The requirement is real but as Josh says, the task is challenging. IIRC there are two main challenges: automation and namespacing. Right now most of the scanners have some set of regular expressions, templates, or some such they use to identify given text as a particular license. For arbitrary text, that's hard to do. For some of the scenarios you can rely on just having a discoverable identifier (no need for matching), for others, not so much and automation is essential.
Namespace management is just hard. Some have proposed using internet domains (ala Java package naming) but many licenses are, or evolve to be, not "owned" by a particular organization.
In the past a few folks have
discussed using the SPDX "LicenseRef-" syntax and some auto generated hashing of unrecognized license text.

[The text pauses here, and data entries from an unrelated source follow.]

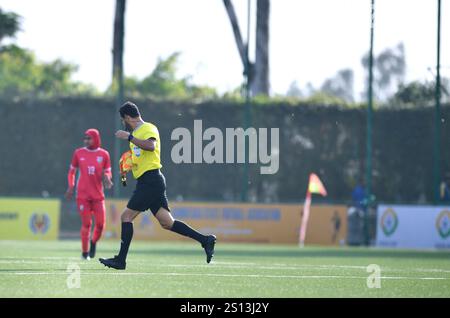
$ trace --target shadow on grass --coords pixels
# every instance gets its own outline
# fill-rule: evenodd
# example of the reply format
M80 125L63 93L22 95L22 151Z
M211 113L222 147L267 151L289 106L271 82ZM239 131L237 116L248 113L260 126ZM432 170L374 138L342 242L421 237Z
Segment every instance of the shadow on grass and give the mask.
M102 250L102 254L110 253L117 254L117 250L109 249ZM148 249L133 250L131 247L130 253L138 255L158 255L158 256L197 256L203 254L203 250L199 248L195 249L181 249L181 248L168 248L164 249L152 249L149 246ZM450 260L450 252L440 251L390 251L390 250L377 250L377 249L355 249L355 250L274 250L274 249L224 249L216 248L215 256L230 256L230 257L274 257L274 258L393 258L393 259L446 259Z

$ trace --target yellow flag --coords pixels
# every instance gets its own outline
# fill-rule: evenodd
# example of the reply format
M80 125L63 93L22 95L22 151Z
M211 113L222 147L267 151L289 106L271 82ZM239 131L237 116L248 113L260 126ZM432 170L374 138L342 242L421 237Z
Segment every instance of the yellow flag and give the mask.
M311 173L309 175L309 185L308 185L309 193L318 193L323 196L327 195L327 190L320 181L319 177L315 173Z

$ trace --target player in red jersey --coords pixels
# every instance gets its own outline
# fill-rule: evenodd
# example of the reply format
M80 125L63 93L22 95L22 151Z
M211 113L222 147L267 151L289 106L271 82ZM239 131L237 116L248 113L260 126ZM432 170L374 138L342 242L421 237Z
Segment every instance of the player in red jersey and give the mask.
M77 207L81 217L81 249L82 258L89 260L95 256L96 243L100 239L105 226L105 195L103 183L107 189L113 185L111 178L111 160L108 151L101 146L100 133L97 129L85 132L83 148L73 153L67 176L69 187L65 197L72 199L75 187L75 174L79 169L77 183ZM95 218L95 228L89 248L92 216Z

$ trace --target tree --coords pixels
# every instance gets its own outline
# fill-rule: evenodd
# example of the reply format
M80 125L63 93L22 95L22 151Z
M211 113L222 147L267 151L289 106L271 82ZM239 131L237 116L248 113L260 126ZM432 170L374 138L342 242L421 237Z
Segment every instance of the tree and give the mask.
M450 80L441 79L442 101L449 100ZM413 81L406 85L401 84L397 92L389 100L392 107L426 107L434 106L435 103L436 82Z
M340 70L334 77L325 80L320 90L328 95L339 97L351 103L354 100L353 78L353 71L351 69Z
M366 83L369 74L369 55L366 54L361 60L366 72ZM404 82L406 72L405 48L403 43L394 48L387 48L378 56L374 57L374 96L379 100L386 100L394 93L398 85ZM367 88L363 98L367 96Z
M175 52L167 58L159 58L153 71L144 79L125 77L124 86L128 95L171 100L205 100L217 97L209 86L195 85L191 76L179 78L178 61L181 54ZM108 89L111 91L111 87Z
M4 12L0 8L0 45L3 39L13 38L20 30L20 16L14 12Z
M95 94L92 86L71 80L76 70L76 65L59 59L38 62L32 52L10 45L0 52L0 95L12 98Z

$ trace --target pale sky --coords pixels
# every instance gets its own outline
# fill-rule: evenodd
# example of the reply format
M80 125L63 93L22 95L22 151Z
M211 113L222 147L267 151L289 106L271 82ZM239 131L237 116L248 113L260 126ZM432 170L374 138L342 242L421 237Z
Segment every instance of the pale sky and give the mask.
M247 0L233 0L245 40ZM252 0L255 9L256 1ZM100 90L111 81L114 0L0 0L23 17L13 42L42 61L79 65L75 79ZM376 0L375 54L405 45L407 81L431 80L436 65L436 0ZM158 57L182 53L180 75L219 92L242 82L242 65L222 0L128 0L124 70L148 75ZM255 15L252 15L253 28ZM441 73L450 77L450 1L442 1ZM284 94L293 81L319 87L338 70L355 72L362 90L361 57L369 49L370 0L272 0L270 82ZM251 49L255 34L251 33ZM254 53L252 52L252 55Z

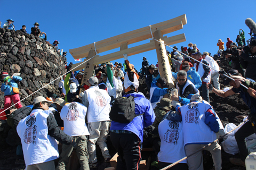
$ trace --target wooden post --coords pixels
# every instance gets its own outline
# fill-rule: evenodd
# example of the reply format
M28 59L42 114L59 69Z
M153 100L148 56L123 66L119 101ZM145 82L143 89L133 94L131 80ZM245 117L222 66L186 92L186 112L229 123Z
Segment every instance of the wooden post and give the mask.
M162 40L163 37L163 33L161 30L157 30L154 32L154 38L160 42L164 43L164 41ZM160 75L166 79L169 88L174 87L173 81L172 80L172 72L165 46L164 44L155 40L155 46L158 61L158 69Z
M87 58L90 59L96 55L95 50L91 49L89 51L88 54L88 57ZM94 58L91 59L89 62L86 62L85 67L84 67L84 75L83 76L83 79L82 79L82 84L85 84L87 86L89 86L89 83L87 82L87 80L89 79L90 77L92 76L93 74L93 70L94 69L94 65L93 62L94 61ZM81 90L80 92L81 92Z

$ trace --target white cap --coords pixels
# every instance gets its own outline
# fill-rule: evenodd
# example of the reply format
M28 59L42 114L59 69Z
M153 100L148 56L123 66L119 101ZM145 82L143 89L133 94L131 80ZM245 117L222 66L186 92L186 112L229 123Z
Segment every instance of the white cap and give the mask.
M69 88L70 90L69 90L70 92L76 92L76 84L75 83L72 83L69 86Z

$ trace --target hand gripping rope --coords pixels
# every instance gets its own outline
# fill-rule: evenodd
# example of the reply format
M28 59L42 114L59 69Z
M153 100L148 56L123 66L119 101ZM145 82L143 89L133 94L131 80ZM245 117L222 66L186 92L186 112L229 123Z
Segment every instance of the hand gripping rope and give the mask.
M209 143L208 144L205 146L204 147L202 147L202 148L197 150L197 151L196 151L195 152L186 156L186 157L185 157L184 158L175 162L175 163L172 163L172 164L162 168L162 169L161 169L160 170L166 170L166 169L168 169L169 168L173 167L173 166L175 166L176 165L177 165L178 164L179 164L179 163L180 163L181 161L183 161L185 159L186 159L188 157L190 157L190 156L191 156L192 155L193 155L194 154L196 154L196 153L197 153L199 151L201 151L202 150L204 149L204 148L209 147L209 146L210 146L212 144L213 144L215 142L217 142L219 140L221 139L222 139L225 136L227 135L228 134L229 134L229 133L231 133L233 131L234 131L235 130L237 129L237 128L238 128L239 127L241 126L242 125L243 125L248 120L246 119L245 120L245 121L244 121L244 122L243 122L242 123L241 123L241 124L239 124L239 125L238 125L236 128L235 128L234 129L232 130L231 131L230 131L230 132L226 133L225 135L223 135L223 136L222 136L221 137L219 138L219 139L216 139L215 140L214 140L214 141L213 141L211 143Z
M94 46L95 46L95 42L94 42ZM96 48L95 48L95 51L96 52ZM95 56L97 56L97 55L99 55L99 54L97 53L97 52L96 52L96 55L94 55L94 56L93 56L92 57L89 58L89 60L86 60L86 61L84 61L84 62L82 62L81 64L79 64L79 65L77 65L76 67L75 67L75 68L74 68L73 69L72 69L72 70L70 70L70 71L73 70L74 69L77 68L77 67L79 66L80 65L82 65L83 64L87 62L87 61L89 61L89 60L90 60L91 59L92 59L92 58L94 57ZM37 92L37 91L38 91L40 90L41 89L42 89L44 88L45 87L47 86L48 84L50 84L50 83L52 83L53 82L56 81L57 80L58 80L58 79L60 78L61 77L62 77L62 76L63 76L64 75L67 74L67 73L68 73L68 72L67 72L67 73L63 74L63 75L60 76L59 77L58 77L58 78L57 78L56 79L55 79L55 80L51 81L50 83L49 83L48 84L46 84L45 86L42 87L42 88L41 88L39 89L38 90L36 90L36 91L35 91L35 92L33 92L33 94L28 95L28 96L27 96L27 97L25 97L25 98L22 99L22 100L19 101L18 102L16 103L15 104L13 104L13 105L11 106L10 107L8 107L8 108L6 108L5 110L3 110L3 112L2 112L1 113L0 113L0 114L1 114L1 113L2 113L3 112L5 112L6 110L8 110L9 109L10 109L10 108L11 108L12 106L16 105L16 104L17 104L18 103L21 102L21 101L24 100L26 98L29 97L29 96L31 96L31 95L33 95L34 94ZM0 117L4 117L4 116L8 116L8 115L10 115L10 114L11 114L11 113L7 114L7 115L4 115L4 116L0 116Z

That combined with an alias registry gets you the ability to have automated detection and a human-readable, manageable namespace.
The idea is that unrecognized license text is hashed and then referenced as "LicenseRef-XYZABC123" (or some such). Off the bat all such licensed packages are correlated and so can be "cleared" by legal teams together and collaboratively. Over time curators may come to see that hash as the "FooBar" license and then register an alias for the hash. Then "LicenseRef-XYZABC123" and "LicenseRef-FooBar" are then interchangeable (with the latter being more user-friendly"). Variants of FooBar with different hashes can also be aliased to FooBar. It is even possible that FooBar ends up being a recognized SPDX license. If it retains that name, all's good, if it gets a new name, register and alias for that too.
On the practical user side, sticking with SPDX valid syntax allows for the continued use of SPDX tooling and integrations.
Jeff